As one would suppose, when a
large household was fed in the hall of a manor house, the kitchen was generally
a big building, placed at a short distance from the hall.
Near the kitchen, and opening out from it, would be the larder, the buttery, and
the pantry; while beneath it was the cellar. In those early days there were no
shops in the country and very few in towns, so that large quantities of food had
to be stored up in the houses, and even the richest lord of a manor had little
to rely on in the way of food beyond the produce of his own estate.
When the kitchen was placed under other rooms it was generally vaulted, or built
on arches, and some fine kitchens of this kind can be seen at Warwick Castle,
and at the Prior’s House, Wenlock, in Shropshire. Old manor-house kitchens
usually have very large fireplaces, which sometimes have projecting hoods over
them. Such fireplaces needed to be large when oxen and sheep were roasted whole,
and not cut up into small joints before cooking as they are to-day.

Near the kitchen, and usually at the lower end of the hall, were the pantry and
buttery. In the pantry the bread was given out, and in the buttery the liquors
were served. Within easy reach of the kitchen also were other small chambers
like the lardarium, the salsarium, the bakehouse, and the brewhouse. In the
lardarium was kept the potted meat for winter use, the mouths of the pots being
covered over with lard.
The salsarium was the room in which the salted food and fish were kept as a
reserve supply in case of siege or other emergency. The bakehouse was often near
the kitchen, and it had its own ovens for the baking of bread and other foods.
The brewhouse was always an important part of an old house. In it was brewed the
malt liquor for the use of the household.
The kitchen illustrated is a very fine one at Stanton Harcourt. It is built in
the form of a tower with a timber roof, and the original fireplaces and oven
remain. This is one of the finest old kitchens we have left. The fireplace is at
Chale, in the Isle of Wight.
Among the other important parts of a manor house would be the dairy, the
granary, the mill, and the stables.
The dairy was, of course, used for the same purposes as it is to-day – the
storage of milk and eggs and the making of butter. The granary was the large
barn in which the corn was kept after it had been threshed in a smaller barn. In
the granary also would be stored the malt and hops for brewing.
A mill was essential at a time when the corn grown on the estate was eaten on
the spot, and when bad roads made it difficult to send it any distance to be
ground. The same stream of water that filled the moat would turn the mill-wheel.

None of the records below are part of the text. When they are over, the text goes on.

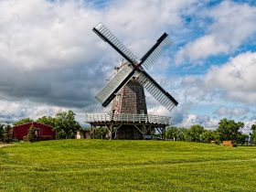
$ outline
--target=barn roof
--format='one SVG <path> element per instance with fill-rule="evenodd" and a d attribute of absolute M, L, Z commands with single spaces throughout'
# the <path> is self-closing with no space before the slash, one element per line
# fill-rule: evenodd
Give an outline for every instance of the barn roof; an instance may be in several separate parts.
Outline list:
<path fill-rule="evenodd" d="M 17 127 L 26 126 L 26 125 L 29 126 L 29 127 L 33 126 L 33 127 L 37 127 L 37 128 L 45 127 L 45 128 L 53 129 L 53 127 L 50 126 L 50 125 L 43 124 L 43 123 L 37 123 L 37 122 L 32 122 L 32 123 L 24 123 L 24 124 L 15 125 L 15 126 L 13 126 L 13 128 L 17 128 Z"/>

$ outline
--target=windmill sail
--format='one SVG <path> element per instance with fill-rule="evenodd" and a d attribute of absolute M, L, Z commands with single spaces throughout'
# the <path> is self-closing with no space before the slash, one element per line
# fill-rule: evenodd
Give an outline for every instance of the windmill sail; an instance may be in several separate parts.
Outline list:
<path fill-rule="evenodd" d="M 136 63 L 136 56 L 132 53 L 121 41 L 112 35 L 112 33 L 100 23 L 92 29 L 104 41 L 108 42 L 115 50 L 117 50 L 130 63 Z"/>
<path fill-rule="evenodd" d="M 111 80 L 107 85 L 96 95 L 96 99 L 106 107 L 115 97 L 116 93 L 130 80 L 136 73 L 137 80 L 145 90 L 148 91 L 166 109 L 172 110 L 178 102 L 165 91 L 154 79 L 144 70 L 149 69 L 159 59 L 161 53 L 169 48 L 174 41 L 164 33 L 156 43 L 142 58 L 140 63 L 136 61 L 136 57 L 121 41 L 110 32 L 106 27 L 100 23 L 92 29 L 100 37 L 108 42 L 116 51 L 118 51 L 127 61 L 124 66 Z"/>
<path fill-rule="evenodd" d="M 124 66 L 95 96 L 95 98 L 102 104 L 102 106 L 106 107 L 112 101 L 117 91 L 133 76 L 132 72 L 133 69 L 131 67 L 128 65 Z M 126 79 L 128 79 L 128 80 Z"/>
<path fill-rule="evenodd" d="M 173 44 L 174 41 L 170 38 L 170 37 L 164 33 L 152 48 L 150 48 L 149 51 L 147 51 L 147 53 L 142 58 L 139 65 L 148 69 L 157 61 L 162 52 Z"/>
<path fill-rule="evenodd" d="M 152 94 L 162 105 L 171 111 L 178 102 L 165 91 L 157 82 L 155 82 L 147 73 L 137 72 L 137 81 Z"/>

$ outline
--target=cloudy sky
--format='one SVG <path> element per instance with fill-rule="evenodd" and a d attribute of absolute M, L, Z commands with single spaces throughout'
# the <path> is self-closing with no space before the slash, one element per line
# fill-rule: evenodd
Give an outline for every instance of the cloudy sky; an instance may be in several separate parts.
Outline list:
<path fill-rule="evenodd" d="M 166 32 L 175 45 L 149 73 L 179 101 L 151 114 L 216 127 L 256 121 L 253 0 L 1 0 L 0 122 L 72 110 L 108 112 L 94 99 L 120 55 L 92 27 L 102 22 L 138 58 Z"/>

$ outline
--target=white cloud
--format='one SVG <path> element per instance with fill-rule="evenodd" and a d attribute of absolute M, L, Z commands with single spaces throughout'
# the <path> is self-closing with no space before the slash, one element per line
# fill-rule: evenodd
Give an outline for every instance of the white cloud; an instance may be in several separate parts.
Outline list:
<path fill-rule="evenodd" d="M 120 56 L 92 27 L 103 22 L 140 56 L 164 31 L 181 33 L 195 2 L 111 1 L 97 9 L 81 0 L 0 1 L 0 115 L 37 117 L 54 106 L 101 112 L 94 95 Z"/>
<path fill-rule="evenodd" d="M 216 111 L 216 113 L 219 116 L 242 116 L 250 112 L 247 107 L 234 107 L 228 108 L 226 106 L 220 106 Z"/>
<path fill-rule="evenodd" d="M 200 16 L 203 19 L 209 17 L 212 24 L 206 27 L 204 36 L 177 51 L 176 64 L 230 53 L 256 33 L 256 7 L 247 4 L 223 1 L 214 8 L 205 9 Z"/>
<path fill-rule="evenodd" d="M 205 80 L 209 88 L 223 90 L 226 99 L 255 103 L 256 76 L 253 71 L 256 71 L 256 53 L 246 52 L 220 67 L 212 68 Z"/>

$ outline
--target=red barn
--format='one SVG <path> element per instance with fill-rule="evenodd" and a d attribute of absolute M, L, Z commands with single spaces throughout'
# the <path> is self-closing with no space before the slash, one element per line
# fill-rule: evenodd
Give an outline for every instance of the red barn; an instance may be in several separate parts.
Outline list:
<path fill-rule="evenodd" d="M 35 122 L 14 126 L 14 137 L 17 140 L 23 140 L 27 136 L 30 127 L 36 128 L 36 135 L 38 140 L 56 139 L 56 130 L 53 127 Z"/>

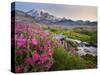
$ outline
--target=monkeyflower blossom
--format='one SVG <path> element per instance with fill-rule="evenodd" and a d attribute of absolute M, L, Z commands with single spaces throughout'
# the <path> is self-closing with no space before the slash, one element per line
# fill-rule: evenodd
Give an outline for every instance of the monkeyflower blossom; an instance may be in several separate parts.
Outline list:
<path fill-rule="evenodd" d="M 32 44 L 33 45 L 38 45 L 38 40 L 36 40 L 35 38 L 32 39 Z"/>
<path fill-rule="evenodd" d="M 34 62 L 36 62 L 37 60 L 39 60 L 39 58 L 40 58 L 40 55 L 39 55 L 38 52 L 35 52 L 35 53 L 33 54 L 33 56 L 32 56 L 32 60 L 33 60 Z"/>
<path fill-rule="evenodd" d="M 16 66 L 16 69 L 15 69 L 16 73 L 20 73 L 20 72 L 22 72 L 23 70 L 24 70 L 24 65 Z"/>

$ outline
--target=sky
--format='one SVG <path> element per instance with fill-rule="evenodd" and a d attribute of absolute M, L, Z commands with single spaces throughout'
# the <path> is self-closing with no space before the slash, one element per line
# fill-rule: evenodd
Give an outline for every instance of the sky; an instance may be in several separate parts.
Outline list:
<path fill-rule="evenodd" d="M 67 19 L 72 20 L 97 21 L 96 6 L 16 2 L 15 9 L 22 10 L 25 12 L 32 9 L 45 10 L 50 14 L 60 18 L 66 17 Z"/>

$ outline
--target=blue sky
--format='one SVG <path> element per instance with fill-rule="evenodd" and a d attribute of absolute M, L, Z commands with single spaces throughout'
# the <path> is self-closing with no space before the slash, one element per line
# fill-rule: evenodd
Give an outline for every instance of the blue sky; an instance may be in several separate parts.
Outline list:
<path fill-rule="evenodd" d="M 31 2 L 16 2 L 17 10 L 29 11 L 31 9 L 45 10 L 57 17 L 66 17 L 73 20 L 91 20 L 97 21 L 97 7 L 79 6 L 79 5 L 62 5 L 62 4 L 45 4 Z"/>

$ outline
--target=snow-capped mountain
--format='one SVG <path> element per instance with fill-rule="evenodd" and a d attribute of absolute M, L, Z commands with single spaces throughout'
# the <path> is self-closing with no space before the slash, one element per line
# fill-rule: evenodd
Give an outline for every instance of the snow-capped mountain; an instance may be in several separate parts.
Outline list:
<path fill-rule="evenodd" d="M 45 11 L 45 10 L 29 10 L 28 12 L 26 12 L 28 15 L 33 16 L 36 21 L 38 22 L 43 22 L 43 23 L 54 23 L 57 21 L 60 21 L 61 19 L 53 16 L 51 14 L 49 14 L 49 12 Z"/>

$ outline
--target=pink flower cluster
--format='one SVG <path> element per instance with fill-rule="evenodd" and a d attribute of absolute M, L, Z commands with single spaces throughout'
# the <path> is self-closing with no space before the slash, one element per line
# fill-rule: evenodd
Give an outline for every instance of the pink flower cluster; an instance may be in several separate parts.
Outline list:
<path fill-rule="evenodd" d="M 23 72 L 26 66 L 31 68 L 29 72 L 50 69 L 54 63 L 50 38 L 50 33 L 35 23 L 15 22 L 17 73 Z"/>

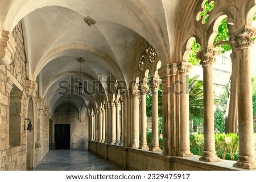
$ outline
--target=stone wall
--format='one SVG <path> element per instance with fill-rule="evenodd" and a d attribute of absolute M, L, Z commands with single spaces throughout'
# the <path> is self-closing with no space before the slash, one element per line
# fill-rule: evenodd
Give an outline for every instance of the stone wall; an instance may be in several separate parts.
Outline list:
<path fill-rule="evenodd" d="M 88 148 L 88 120 L 80 118 L 76 108 L 70 105 L 71 114 L 68 115 L 68 104 L 61 104 L 55 111 L 53 117 L 55 124 L 70 124 L 70 148 Z M 54 129 L 53 129 L 54 131 Z M 54 132 L 52 134 L 54 136 Z"/>
<path fill-rule="evenodd" d="M 31 120 L 34 128 L 37 128 L 38 124 L 35 121 L 37 120 L 38 96 L 35 94 L 37 92 L 36 90 L 34 90 L 32 95 L 28 95 L 26 92 L 27 60 L 20 22 L 10 36 L 15 41 L 16 51 L 11 57 L 10 64 L 0 65 L 0 170 L 26 170 L 36 167 L 49 150 L 48 115 L 48 112 L 43 115 L 39 122 L 40 138 L 37 138 L 36 129 L 31 132 L 26 129 L 28 122 L 24 119 L 27 117 Z M 28 108 L 30 98 L 32 100 L 32 105 L 30 104 L 32 111 Z M 10 106 L 12 105 L 15 109 L 18 104 L 20 105 L 15 116 L 19 117 L 13 117 L 14 115 L 10 111 L 13 108 L 10 108 Z M 15 130 L 20 135 L 15 138 L 18 141 L 13 143 L 16 145 L 12 146 L 9 142 L 11 141 L 10 137 L 12 137 L 10 136 L 10 131 L 14 129 L 10 124 L 12 121 L 10 120 L 10 117 L 15 120 L 18 126 L 15 126 Z M 28 141 L 31 145 L 30 149 L 28 149 Z M 27 153 L 28 150 L 30 150 L 29 153 Z"/>
<path fill-rule="evenodd" d="M 151 152 L 134 148 L 125 148 L 91 141 L 88 142 L 90 151 L 124 168 L 131 170 L 241 170 L 241 168 L 233 167 L 234 162 L 232 160 L 221 160 L 220 162 L 208 163 L 200 161 L 199 156 L 196 155 L 189 157 L 164 156 L 161 151 Z"/>

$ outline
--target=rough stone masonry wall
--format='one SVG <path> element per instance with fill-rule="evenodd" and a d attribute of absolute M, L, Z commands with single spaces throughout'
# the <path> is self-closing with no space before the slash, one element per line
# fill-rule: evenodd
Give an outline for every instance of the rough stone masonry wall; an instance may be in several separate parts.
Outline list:
<path fill-rule="evenodd" d="M 20 146 L 9 146 L 9 95 L 7 72 L 9 72 L 16 81 L 24 88 L 25 83 L 25 56 L 21 24 L 19 23 L 11 33 L 16 44 L 16 52 L 12 57 L 12 63 L 6 66 L 0 66 L 0 170 L 24 170 L 26 168 L 26 133 L 21 130 Z M 22 118 L 24 117 L 26 110 L 25 98 L 22 97 Z M 22 125 L 22 123 L 20 124 Z"/>
<path fill-rule="evenodd" d="M 60 105 L 55 111 L 54 124 L 70 124 L 71 149 L 88 148 L 88 120 L 87 118 L 79 120 L 79 115 L 75 107 L 70 106 L 71 113 L 68 115 L 68 107 Z"/>
<path fill-rule="evenodd" d="M 36 138 L 38 142 L 35 145 L 34 167 L 36 167 L 40 164 L 49 151 L 49 119 L 48 115 L 45 115 L 42 112 L 40 112 L 40 138 Z"/>
<path fill-rule="evenodd" d="M 11 63 L 8 65 L 0 65 L 0 170 L 26 170 L 27 169 L 26 130 L 24 128 L 24 119 L 27 117 L 28 97 L 26 95 L 26 56 L 24 39 L 21 22 L 14 28 L 11 35 L 16 44 L 16 51 L 12 56 Z M 20 145 L 9 146 L 9 78 L 15 79 L 15 84 L 23 90 L 21 99 L 22 110 L 20 121 Z M 33 98 L 34 105 L 36 105 L 37 98 Z M 36 115 L 36 107 L 34 108 L 34 114 Z M 36 117 L 34 117 L 36 118 Z M 35 123 L 35 122 L 34 122 Z M 40 147 L 35 153 L 34 166 L 42 160 L 48 151 L 49 132 L 48 120 L 43 116 L 42 120 Z M 34 136 L 36 134 L 35 133 Z M 36 138 L 34 138 L 36 139 Z M 35 147 L 33 144 L 33 147 Z"/>

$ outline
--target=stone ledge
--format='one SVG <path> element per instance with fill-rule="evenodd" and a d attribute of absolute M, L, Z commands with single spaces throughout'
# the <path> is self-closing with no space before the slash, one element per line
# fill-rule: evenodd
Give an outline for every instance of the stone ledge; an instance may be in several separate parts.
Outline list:
<path fill-rule="evenodd" d="M 177 163 L 191 167 L 196 167 L 204 170 L 217 171 L 256 171 L 248 170 L 243 168 L 233 167 L 236 161 L 228 160 L 221 160 L 220 162 L 207 162 L 199 160 L 199 156 L 194 155 L 190 157 L 171 156 L 172 163 Z"/>

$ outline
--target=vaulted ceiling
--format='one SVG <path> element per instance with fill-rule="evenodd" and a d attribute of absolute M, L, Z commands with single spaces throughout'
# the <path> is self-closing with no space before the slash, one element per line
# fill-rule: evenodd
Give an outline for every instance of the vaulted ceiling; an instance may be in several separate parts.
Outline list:
<path fill-rule="evenodd" d="M 22 20 L 27 77 L 38 79 L 40 96 L 51 111 L 70 96 L 81 111 L 90 104 L 98 106 L 101 97 L 60 94 L 63 89 L 75 91 L 77 87 L 60 82 L 80 80 L 77 59 L 84 60 L 81 79 L 88 81 L 88 90 L 98 89 L 99 85 L 107 90 L 104 83 L 91 84 L 99 77 L 104 81 L 111 75 L 126 82 L 133 79 L 133 70 L 129 68 L 136 62 L 133 60 L 135 48 L 141 39 L 152 45 L 164 61 L 170 59 L 174 35 L 168 32 L 174 32 L 175 28 L 170 20 L 175 17 L 179 1 L 3 0 L 9 9 L 3 29 L 11 31 Z M 93 23 L 86 23 L 88 19 Z M 107 94 L 106 99 L 111 96 Z"/>

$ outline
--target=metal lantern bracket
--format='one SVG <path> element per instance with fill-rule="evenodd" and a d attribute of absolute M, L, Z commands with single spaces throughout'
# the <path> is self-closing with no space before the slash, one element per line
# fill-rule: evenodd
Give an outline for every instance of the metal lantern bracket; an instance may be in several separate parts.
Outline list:
<path fill-rule="evenodd" d="M 29 118 L 26 118 L 25 119 L 25 121 L 26 121 L 26 120 L 28 120 L 28 121 L 30 121 L 30 122 L 28 123 L 28 125 L 27 125 L 27 130 L 30 130 L 30 132 L 31 132 L 31 130 L 34 130 L 34 128 L 33 128 L 33 125 L 32 125 L 31 121 Z M 26 122 L 25 122 L 24 126 L 26 126 Z"/>

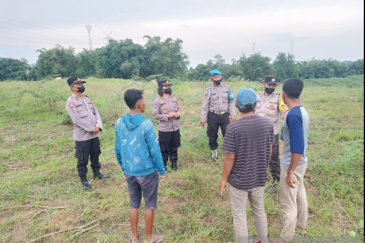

In the days when all travelling and transport were performed by horses, stables
were of the greatest importance, and they usually formed a part of the house
itself, so that the horses could not be taken away or otherwise interfered with
in times of danger. When the stables did not form a part of the house itself,
they were placed either in the inner court, as at South Wraxall, or in the outer
court, as at Tisbury.
In may be remarked here that nearly every part of a modern house can be traced
back to olden times. Thus, our dining-room is but a smaller hall; the
“withdrawing-room” is a larger solar; the “lord’s chamber” exists in the library
or study; and the “lady’s chamber” is the dressing-room, or boudoir.
The buttery and pantry are now rolled into one and given the name “pantry” in
houses and “buttery” in colleges. The cellars exist as they did formerly, and we
cannot say that the kitchen is of less importance to-day than it was in past
ages.
With the growth of brewing and baking into great trades, the private brewhouse
and bakehouse have vanished, and as the butcher calls at our house every day for
orders, we have no need to lay up stores of provisions in a lardarium or a
salsarium. Lastly, we shall find that stables for horses remain in country
districts, but in towns they have mostly been turned into garages.